Abandonnée – Nacho Cerdà (2006)

Le Richard Stanley de l'horreur ?

Le Richard Stanley de l’horreur ?

Nacho Cerdà, c’est un immense talent qui n’a jamais eu la chance de véritablement s’exprimer. Avec sa Trilogie de la mort, une compilation de 3 courts métrages fantastiques aux idées particulièrement brillantes et dérangeantes (je suis encore traumatisé par des images d’Aftermath qui me reviennent à l’esprit), il apparaissait déjà comme un artiste malsain, où la majesté de la mise en scène (revoir Genesis pour s’en rendre compte) devait être proportionnelle à l’horreur des scènes qui mettaient à mal le spectateur. C’est quelques années après ma découverte de ses courts métrages que je me lance enfin dans le visionnage d’Abandonnée. Pourquoi ? Pour la simple et bonne raison que je voulais avoir envie de le voir plutôt que de me forcer à le regarder parce que c’est un film signé Cerda.
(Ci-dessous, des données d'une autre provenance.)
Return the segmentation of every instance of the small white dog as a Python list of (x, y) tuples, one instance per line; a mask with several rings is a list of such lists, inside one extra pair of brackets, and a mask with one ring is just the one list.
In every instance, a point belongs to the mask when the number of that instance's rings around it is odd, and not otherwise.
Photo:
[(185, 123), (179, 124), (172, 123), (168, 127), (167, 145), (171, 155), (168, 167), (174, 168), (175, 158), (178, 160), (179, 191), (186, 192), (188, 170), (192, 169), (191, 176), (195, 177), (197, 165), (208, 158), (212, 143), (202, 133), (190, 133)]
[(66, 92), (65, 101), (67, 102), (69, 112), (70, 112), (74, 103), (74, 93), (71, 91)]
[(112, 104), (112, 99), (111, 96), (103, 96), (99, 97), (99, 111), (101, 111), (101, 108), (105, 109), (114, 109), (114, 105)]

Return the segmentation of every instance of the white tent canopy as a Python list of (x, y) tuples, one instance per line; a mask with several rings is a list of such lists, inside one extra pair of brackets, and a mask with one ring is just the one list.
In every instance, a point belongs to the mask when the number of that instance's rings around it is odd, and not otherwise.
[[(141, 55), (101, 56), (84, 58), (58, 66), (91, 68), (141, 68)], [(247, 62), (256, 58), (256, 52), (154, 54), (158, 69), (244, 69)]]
Seul et unique film de l’artiste visible chez nous (on parle d’un Yo soy legion dont il serait l’instigateur), il est aussi flippant que je le pensais.
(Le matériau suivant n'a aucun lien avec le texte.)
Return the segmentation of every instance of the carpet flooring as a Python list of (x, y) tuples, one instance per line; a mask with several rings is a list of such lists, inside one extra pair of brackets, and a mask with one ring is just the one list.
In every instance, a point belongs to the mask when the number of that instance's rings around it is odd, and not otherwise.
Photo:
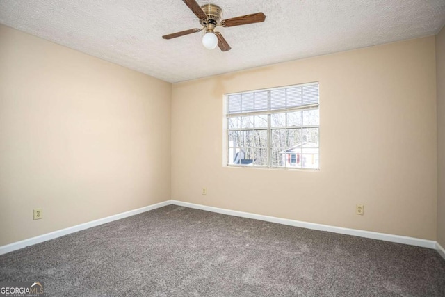
[(169, 205), (0, 256), (51, 296), (445, 296), (437, 251)]

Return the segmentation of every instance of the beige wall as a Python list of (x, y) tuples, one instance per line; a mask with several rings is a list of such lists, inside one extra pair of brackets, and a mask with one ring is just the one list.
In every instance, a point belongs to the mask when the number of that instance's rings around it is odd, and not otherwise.
[[(172, 199), (435, 240), (435, 60), (428, 37), (174, 84)], [(225, 93), (311, 81), (319, 172), (222, 166)]]
[(169, 200), (170, 97), (170, 83), (0, 26), (0, 246)]
[(445, 248), (445, 28), (436, 36), (437, 77), (437, 242)]

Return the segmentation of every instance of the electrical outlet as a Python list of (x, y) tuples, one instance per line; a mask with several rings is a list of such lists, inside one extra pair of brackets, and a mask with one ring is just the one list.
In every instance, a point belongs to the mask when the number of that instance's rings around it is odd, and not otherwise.
[(355, 206), (355, 214), (359, 214), (360, 216), (363, 216), (364, 213), (364, 205), (363, 204), (357, 204)]
[(41, 208), (34, 209), (34, 220), (43, 218), (43, 210)]

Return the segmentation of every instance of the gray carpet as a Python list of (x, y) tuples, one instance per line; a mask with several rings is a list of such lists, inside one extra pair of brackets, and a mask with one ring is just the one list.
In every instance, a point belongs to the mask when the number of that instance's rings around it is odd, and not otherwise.
[(445, 296), (434, 250), (170, 205), (0, 256), (51, 296)]

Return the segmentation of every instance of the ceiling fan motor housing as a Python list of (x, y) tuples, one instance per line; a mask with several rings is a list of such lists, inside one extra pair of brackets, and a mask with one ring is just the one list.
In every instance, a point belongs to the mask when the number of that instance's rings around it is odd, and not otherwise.
[(201, 6), (201, 8), (207, 15), (207, 19), (200, 19), (200, 23), (202, 26), (209, 24), (213, 24), (213, 28), (220, 26), (222, 18), (222, 9), (215, 4), (205, 4)]

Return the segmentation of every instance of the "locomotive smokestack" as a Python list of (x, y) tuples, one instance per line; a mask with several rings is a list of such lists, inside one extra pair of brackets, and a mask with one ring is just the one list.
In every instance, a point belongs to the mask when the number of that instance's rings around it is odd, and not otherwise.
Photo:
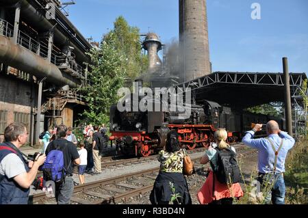
[(180, 77), (183, 81), (211, 73), (206, 0), (179, 0)]
[(135, 84), (134, 84), (134, 93), (140, 93), (141, 89), (143, 86), (143, 81), (142, 79), (136, 79), (135, 80)]
[(162, 49), (159, 38), (154, 33), (149, 33), (143, 42), (143, 49), (148, 51), (149, 73), (159, 72), (162, 69), (162, 61), (157, 53)]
Ils sont aussi doux que des agneaux...

Ils sont aussi doux que des agneaux…

Même s’il s’appuie sur un genre depuis bien longtemps vidé de sa substance (la maison hantée et ses dérivés), Abandonnée parvient à nous tenir en haleine par une utilisation de l’atmosphère assez impressionnante. Chaque bruit et chaque son fait l’objet d’un examen minutieux pour retranscrire à la perfection l’angoisse des protagonistes. Et si la fin, pessimiste au possible, est un peu trop brouillonne, on ne pourra pas lui reprocher d’être avare lorsqu’il s’agit de nous foutre la trouille. Utilisant le septième art à la manière d’un magicien, Cerda s’amuse de son public en utilisant des procédés terriblement efficace (la lumière du faisceau de la lampe torche qui révèle la vraie nature des choses, la reconstruction de la maison) et encore jamais vus. Si le script souffre de ne pas être plus ouvert à la réflexion, la mise en scène fait oublier tout désagrément pour nous plonger au cœur même de ce qui fait le sel de l’horreur: l’absence totale de repères qui nous font vivre chaque minute comme la dernière.